Being the Ricardos (Amazon)
Cast: Nicole Kidman, Javier Bardem, J.K. Simmons, Nina Arianda.
A first glance this might seem too divisive a contender – some people seem to love it, some people do not – but it has a powerful ace in its hand: Oscar voters love Hollywood hometown stories. Kidman plays Lucille Ball, and Bardem her husband (and co-star on I Love Lucy) Desi Arnaz.

Nicole Kidman in Being the Ricardos.

Nicole Kidman in Being the Ricardos.Credit:Amazon Prime Video

Belfast (Focus Features)
Cast: Jude Hill, Jamie Dornan, Caitriona Balfe, Judi Dench, Ciaran Hinds.
Set in 1969, at the height of tension between Catholics and Protestants in Northern Ireland, director Kenneth Branagh delivers a powerful, largely black-and-white story about family life. The film’s power lies its intimacy and the innocence of 9-year-old protagonist Buddy (Hill), who is struggling to understand what is going on.

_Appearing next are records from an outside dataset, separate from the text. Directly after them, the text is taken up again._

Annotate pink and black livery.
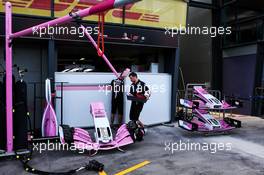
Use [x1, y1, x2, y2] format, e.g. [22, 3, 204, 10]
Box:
[178, 85, 241, 133]
[59, 102, 143, 155]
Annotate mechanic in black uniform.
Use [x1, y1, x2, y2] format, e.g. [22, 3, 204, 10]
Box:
[128, 72, 150, 128]
[111, 76, 125, 127]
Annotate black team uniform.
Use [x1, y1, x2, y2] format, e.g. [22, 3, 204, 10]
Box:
[129, 80, 149, 121]
[111, 79, 124, 123]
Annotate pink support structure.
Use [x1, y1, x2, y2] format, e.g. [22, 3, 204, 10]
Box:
[5, 2, 13, 152]
[10, 0, 137, 39]
[80, 25, 119, 78]
[4, 0, 139, 153]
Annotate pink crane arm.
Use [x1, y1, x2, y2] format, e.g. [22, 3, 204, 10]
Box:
[80, 25, 119, 78]
[10, 0, 139, 39]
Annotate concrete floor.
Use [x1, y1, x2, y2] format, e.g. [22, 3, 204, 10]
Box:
[0, 116, 264, 175]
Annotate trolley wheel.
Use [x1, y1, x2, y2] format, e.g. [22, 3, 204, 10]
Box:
[59, 125, 74, 144]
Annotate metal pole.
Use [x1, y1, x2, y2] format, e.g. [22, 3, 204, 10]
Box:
[60, 82, 63, 125]
[33, 83, 36, 133]
[172, 48, 180, 122]
[5, 2, 13, 152]
[48, 40, 56, 80]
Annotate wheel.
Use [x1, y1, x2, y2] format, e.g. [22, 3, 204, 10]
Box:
[59, 125, 74, 143]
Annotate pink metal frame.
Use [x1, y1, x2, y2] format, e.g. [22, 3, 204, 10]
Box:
[5, 2, 13, 152]
[4, 0, 137, 153]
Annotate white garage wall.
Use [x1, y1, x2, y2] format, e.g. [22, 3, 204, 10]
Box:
[124, 73, 172, 125]
[55, 72, 171, 127]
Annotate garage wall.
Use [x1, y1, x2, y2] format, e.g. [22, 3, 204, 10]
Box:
[55, 72, 172, 127]
[179, 6, 212, 88]
[223, 44, 257, 115]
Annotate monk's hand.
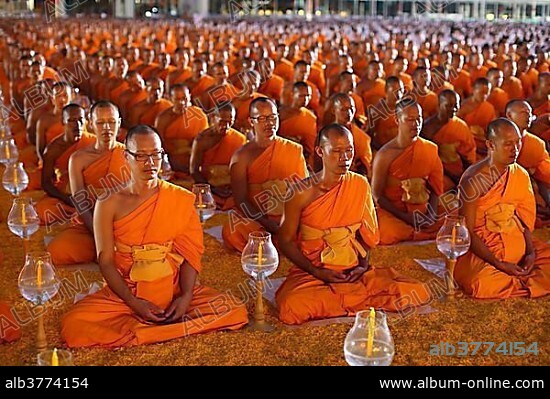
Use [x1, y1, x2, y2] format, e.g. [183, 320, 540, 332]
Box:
[212, 186, 232, 198]
[264, 219, 280, 234]
[163, 293, 193, 323]
[130, 298, 166, 323]
[345, 264, 370, 283]
[495, 261, 530, 277]
[520, 252, 536, 275]
[312, 267, 350, 284]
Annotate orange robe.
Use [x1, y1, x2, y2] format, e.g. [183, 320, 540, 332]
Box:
[432, 117, 477, 190]
[0, 301, 21, 343]
[258, 75, 284, 102]
[222, 136, 308, 252]
[234, 93, 265, 130]
[275, 172, 430, 325]
[455, 164, 550, 299]
[279, 107, 317, 157]
[469, 66, 488, 85]
[360, 79, 386, 107]
[488, 87, 510, 116]
[309, 63, 326, 94]
[35, 133, 96, 225]
[110, 81, 130, 104]
[461, 101, 497, 156]
[377, 138, 444, 245]
[532, 100, 550, 117]
[350, 124, 372, 173]
[163, 107, 209, 174]
[501, 77, 524, 100]
[370, 101, 398, 146]
[201, 128, 247, 208]
[274, 59, 294, 81]
[47, 144, 130, 266]
[450, 69, 472, 99]
[61, 181, 248, 347]
[139, 99, 173, 126]
[416, 90, 438, 118]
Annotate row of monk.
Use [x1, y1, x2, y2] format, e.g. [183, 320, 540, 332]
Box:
[1, 95, 549, 348]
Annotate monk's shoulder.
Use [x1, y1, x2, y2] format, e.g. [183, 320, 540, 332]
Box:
[525, 132, 546, 149]
[277, 136, 304, 155]
[417, 136, 439, 153]
[44, 137, 69, 157]
[510, 163, 532, 183]
[161, 181, 195, 207]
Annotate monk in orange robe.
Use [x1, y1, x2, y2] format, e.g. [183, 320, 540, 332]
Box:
[281, 60, 322, 117]
[186, 59, 216, 103]
[231, 70, 265, 133]
[273, 44, 294, 81]
[457, 78, 497, 158]
[357, 61, 386, 107]
[423, 90, 476, 190]
[501, 60, 524, 101]
[368, 76, 404, 149]
[222, 98, 308, 253]
[279, 82, 318, 160]
[468, 53, 489, 85]
[332, 94, 372, 176]
[431, 66, 455, 95]
[134, 48, 159, 80]
[450, 53, 472, 99]
[276, 124, 430, 325]
[106, 57, 129, 103]
[165, 48, 192, 94]
[61, 125, 247, 347]
[487, 68, 510, 116]
[0, 301, 21, 344]
[456, 119, 550, 299]
[126, 77, 172, 128]
[412, 67, 438, 118]
[190, 103, 246, 209]
[527, 72, 550, 117]
[257, 58, 284, 103]
[155, 84, 209, 175]
[518, 57, 538, 99]
[35, 104, 95, 225]
[372, 100, 444, 245]
[506, 100, 550, 222]
[117, 71, 147, 122]
[302, 49, 326, 96]
[47, 101, 130, 266]
[149, 53, 176, 82]
[199, 62, 239, 112]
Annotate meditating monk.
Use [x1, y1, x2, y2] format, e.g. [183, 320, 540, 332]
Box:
[281, 60, 322, 117]
[155, 84, 208, 175]
[273, 44, 294, 81]
[412, 67, 438, 118]
[107, 57, 129, 103]
[357, 60, 386, 107]
[35, 104, 95, 225]
[487, 68, 510, 116]
[506, 100, 550, 222]
[423, 90, 476, 190]
[222, 98, 308, 252]
[257, 58, 284, 103]
[501, 59, 524, 101]
[275, 124, 430, 325]
[231, 70, 265, 133]
[117, 71, 147, 122]
[455, 118, 550, 299]
[165, 48, 191, 94]
[200, 62, 239, 112]
[61, 124, 248, 348]
[450, 53, 472, 99]
[468, 52, 489, 85]
[372, 100, 444, 245]
[457, 78, 497, 158]
[186, 59, 215, 102]
[47, 101, 130, 266]
[368, 76, 404, 149]
[126, 77, 172, 128]
[335, 71, 366, 118]
[0, 301, 20, 344]
[189, 103, 246, 208]
[278, 81, 317, 160]
[527, 72, 550, 117]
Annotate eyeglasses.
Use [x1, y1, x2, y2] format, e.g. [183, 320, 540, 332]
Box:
[126, 149, 164, 162]
[250, 114, 279, 124]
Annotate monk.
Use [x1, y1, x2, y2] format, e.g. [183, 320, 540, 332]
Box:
[231, 70, 264, 133]
[527, 72, 550, 117]
[372, 100, 444, 245]
[506, 100, 550, 221]
[468, 53, 489, 85]
[126, 77, 172, 128]
[357, 60, 386, 107]
[155, 84, 208, 175]
[257, 58, 284, 103]
[35, 81, 73, 163]
[368, 76, 404, 149]
[501, 59, 524, 101]
[190, 103, 246, 208]
[457, 78, 497, 158]
[117, 71, 147, 122]
[61, 125, 247, 348]
[278, 81, 318, 160]
[47, 101, 130, 266]
[273, 44, 294, 82]
[165, 48, 191, 94]
[222, 98, 308, 252]
[332, 94, 372, 176]
[281, 60, 322, 117]
[275, 124, 430, 325]
[455, 118, 550, 299]
[0, 301, 20, 344]
[450, 53, 472, 99]
[186, 59, 215, 103]
[107, 57, 129, 103]
[200, 62, 239, 112]
[423, 90, 476, 189]
[412, 67, 438, 118]
[487, 68, 510, 116]
[35, 104, 96, 225]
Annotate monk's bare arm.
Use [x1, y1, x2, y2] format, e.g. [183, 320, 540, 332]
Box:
[230, 149, 279, 233]
[26, 109, 38, 145]
[68, 152, 94, 233]
[35, 117, 47, 163]
[371, 150, 414, 225]
[536, 179, 550, 208]
[189, 133, 208, 184]
[41, 144, 72, 206]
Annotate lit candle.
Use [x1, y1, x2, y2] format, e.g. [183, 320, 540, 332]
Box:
[451, 223, 457, 247]
[366, 307, 375, 356]
[51, 348, 59, 366]
[36, 260, 42, 289]
[257, 241, 263, 269]
[198, 189, 203, 207]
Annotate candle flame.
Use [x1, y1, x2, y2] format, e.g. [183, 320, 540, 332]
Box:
[52, 348, 59, 366]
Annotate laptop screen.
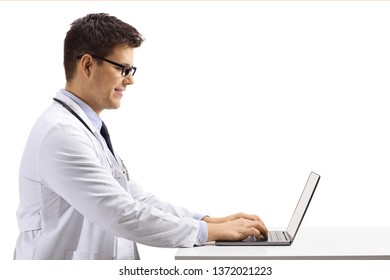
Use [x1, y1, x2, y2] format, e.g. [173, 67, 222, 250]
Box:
[286, 172, 320, 242]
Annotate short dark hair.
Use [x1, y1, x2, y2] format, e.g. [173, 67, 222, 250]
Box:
[64, 13, 144, 81]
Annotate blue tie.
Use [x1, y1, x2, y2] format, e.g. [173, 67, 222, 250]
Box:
[100, 121, 115, 158]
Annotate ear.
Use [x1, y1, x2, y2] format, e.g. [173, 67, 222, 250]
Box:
[78, 54, 94, 79]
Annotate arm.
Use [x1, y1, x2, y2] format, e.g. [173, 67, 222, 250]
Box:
[39, 124, 200, 248]
[126, 176, 199, 219]
[124, 167, 268, 243]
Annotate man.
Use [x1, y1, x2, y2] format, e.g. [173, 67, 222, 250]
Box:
[14, 13, 267, 260]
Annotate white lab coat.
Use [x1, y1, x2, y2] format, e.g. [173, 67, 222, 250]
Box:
[14, 92, 201, 260]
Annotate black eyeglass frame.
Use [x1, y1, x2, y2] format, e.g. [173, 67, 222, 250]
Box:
[77, 54, 137, 77]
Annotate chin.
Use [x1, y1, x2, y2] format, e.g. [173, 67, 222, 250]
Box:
[113, 101, 121, 109]
[108, 98, 121, 109]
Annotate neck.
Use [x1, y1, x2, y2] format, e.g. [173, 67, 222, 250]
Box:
[65, 83, 101, 115]
[65, 83, 83, 101]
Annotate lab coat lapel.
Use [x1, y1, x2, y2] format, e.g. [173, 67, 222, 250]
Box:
[54, 92, 128, 192]
[54, 92, 100, 137]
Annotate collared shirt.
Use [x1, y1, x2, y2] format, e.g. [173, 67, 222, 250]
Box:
[59, 89, 208, 246]
[61, 89, 102, 131]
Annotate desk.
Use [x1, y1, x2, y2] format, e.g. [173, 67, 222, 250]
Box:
[175, 227, 390, 260]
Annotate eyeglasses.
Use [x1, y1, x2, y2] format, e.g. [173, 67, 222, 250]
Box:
[77, 54, 137, 77]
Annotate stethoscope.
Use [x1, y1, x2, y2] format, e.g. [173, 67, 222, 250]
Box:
[53, 97, 130, 181]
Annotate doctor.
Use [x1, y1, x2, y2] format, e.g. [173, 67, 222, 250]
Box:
[14, 13, 268, 260]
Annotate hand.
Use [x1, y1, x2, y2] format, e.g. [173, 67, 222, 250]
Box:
[203, 212, 265, 224]
[207, 218, 268, 242]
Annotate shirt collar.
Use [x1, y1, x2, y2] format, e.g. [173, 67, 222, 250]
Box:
[60, 89, 103, 131]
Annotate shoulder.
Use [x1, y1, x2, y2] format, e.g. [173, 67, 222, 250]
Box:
[32, 103, 98, 156]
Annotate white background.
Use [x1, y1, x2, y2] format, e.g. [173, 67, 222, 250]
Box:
[0, 0, 389, 275]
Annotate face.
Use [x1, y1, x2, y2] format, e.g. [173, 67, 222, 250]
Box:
[86, 44, 134, 114]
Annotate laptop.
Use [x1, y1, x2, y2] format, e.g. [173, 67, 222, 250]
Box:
[215, 171, 320, 246]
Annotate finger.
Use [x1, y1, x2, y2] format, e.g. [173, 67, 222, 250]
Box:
[258, 223, 268, 238]
[242, 227, 261, 239]
[251, 216, 267, 232]
[237, 213, 262, 222]
[252, 215, 267, 228]
[249, 220, 268, 238]
[247, 214, 267, 228]
[254, 215, 264, 224]
[246, 214, 261, 221]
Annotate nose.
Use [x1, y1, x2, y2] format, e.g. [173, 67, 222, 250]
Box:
[123, 74, 134, 86]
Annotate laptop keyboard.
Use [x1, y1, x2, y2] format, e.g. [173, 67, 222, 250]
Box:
[269, 231, 287, 242]
[242, 231, 287, 243]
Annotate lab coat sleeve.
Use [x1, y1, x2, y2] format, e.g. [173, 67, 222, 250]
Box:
[38, 123, 200, 248]
[126, 177, 200, 219]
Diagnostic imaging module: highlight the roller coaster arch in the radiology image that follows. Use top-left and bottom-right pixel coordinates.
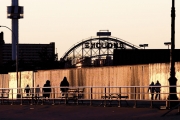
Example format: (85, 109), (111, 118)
(61, 35), (141, 65)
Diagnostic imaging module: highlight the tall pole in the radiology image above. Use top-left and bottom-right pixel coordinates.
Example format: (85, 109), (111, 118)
(7, 0), (23, 97)
(12, 0), (18, 61)
(168, 0), (178, 108)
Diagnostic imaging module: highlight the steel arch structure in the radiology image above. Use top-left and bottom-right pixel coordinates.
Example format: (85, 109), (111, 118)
(61, 35), (141, 66)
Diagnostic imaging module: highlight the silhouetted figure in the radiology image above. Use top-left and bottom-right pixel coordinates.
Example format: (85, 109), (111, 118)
(60, 77), (69, 96)
(24, 84), (31, 96)
(148, 82), (155, 100)
(155, 80), (161, 100)
(43, 80), (51, 99)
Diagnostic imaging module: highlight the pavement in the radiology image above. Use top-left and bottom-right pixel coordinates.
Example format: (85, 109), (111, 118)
(0, 104), (180, 120)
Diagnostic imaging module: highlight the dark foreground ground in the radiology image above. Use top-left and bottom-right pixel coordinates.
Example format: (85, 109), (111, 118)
(0, 104), (180, 120)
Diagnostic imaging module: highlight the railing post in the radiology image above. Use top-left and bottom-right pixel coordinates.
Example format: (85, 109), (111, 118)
(118, 87), (121, 107)
(1, 89), (3, 105)
(11, 89), (13, 105)
(77, 87), (79, 105)
(90, 87), (92, 106)
(65, 89), (67, 105)
(133, 87), (137, 108)
(41, 88), (44, 105)
(150, 98), (153, 108)
(52, 88), (55, 105)
(104, 87), (106, 107)
(30, 88), (33, 105)
(150, 86), (153, 108)
(20, 88), (22, 105)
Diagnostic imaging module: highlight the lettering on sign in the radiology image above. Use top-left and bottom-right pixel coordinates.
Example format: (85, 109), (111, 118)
(84, 42), (124, 49)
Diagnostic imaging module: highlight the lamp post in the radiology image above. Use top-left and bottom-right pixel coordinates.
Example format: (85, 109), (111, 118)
(164, 42), (171, 49)
(168, 0), (178, 108)
(0, 25), (19, 95)
(139, 44), (148, 49)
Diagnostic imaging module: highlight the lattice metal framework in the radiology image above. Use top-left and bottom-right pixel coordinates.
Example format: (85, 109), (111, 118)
(61, 36), (141, 65)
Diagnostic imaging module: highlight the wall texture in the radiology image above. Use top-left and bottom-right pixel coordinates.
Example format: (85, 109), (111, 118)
(1, 62), (180, 100)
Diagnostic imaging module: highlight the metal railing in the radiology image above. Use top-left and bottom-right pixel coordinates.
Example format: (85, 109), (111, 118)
(0, 86), (180, 107)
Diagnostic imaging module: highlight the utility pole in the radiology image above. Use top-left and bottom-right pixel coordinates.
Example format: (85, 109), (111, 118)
(7, 0), (24, 97)
(168, 0), (178, 108)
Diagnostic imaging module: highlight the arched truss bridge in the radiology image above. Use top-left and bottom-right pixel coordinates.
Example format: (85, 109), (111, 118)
(61, 36), (141, 65)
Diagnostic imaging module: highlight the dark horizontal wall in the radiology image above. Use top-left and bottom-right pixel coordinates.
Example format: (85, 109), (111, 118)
(113, 49), (180, 65)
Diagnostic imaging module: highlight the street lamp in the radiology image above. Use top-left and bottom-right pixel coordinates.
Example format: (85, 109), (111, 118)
(0, 25), (19, 95)
(168, 0), (178, 108)
(164, 42), (171, 49)
(139, 44), (148, 49)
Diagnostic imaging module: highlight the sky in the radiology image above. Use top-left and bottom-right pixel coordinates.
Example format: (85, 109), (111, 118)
(0, 0), (180, 59)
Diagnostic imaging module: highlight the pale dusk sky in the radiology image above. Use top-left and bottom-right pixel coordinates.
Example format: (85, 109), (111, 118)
(0, 0), (180, 59)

Cyrano (MGM/United Artists)
Cast: Peter Dinklage, Haley Bennett, Kelvin Harrison Jr., Ben Mendelsohn.
A thrilling musical adaptation of Edmond Rostand’s classic 19th century poetic drama Cyrano de Bergerac, with Dinklage as Cyrano and Ben Mendelsohn, who polished his sinister routine in the Star Wars film Rogue One, as the story’s villain, the Comte de Guiche.

Don’t Look Up (Netflix)
Cast: Leonardo DiCaprio, Jennifer Lawrence, Rob Morgan, Jonah Hill, Tyler Perry, Timothee Chalamet, Cate Blanchett, Meryl Streep.
Depending on who you ask, Don’t Look Up is either the best film of the year or the worst. Lawrence and DiCaprio play a pair of scientists desperate to warn the world of impending doom but must contend with everyone from a self-interested president (Streep) and a shallow news anchor (Blanchett) along the way.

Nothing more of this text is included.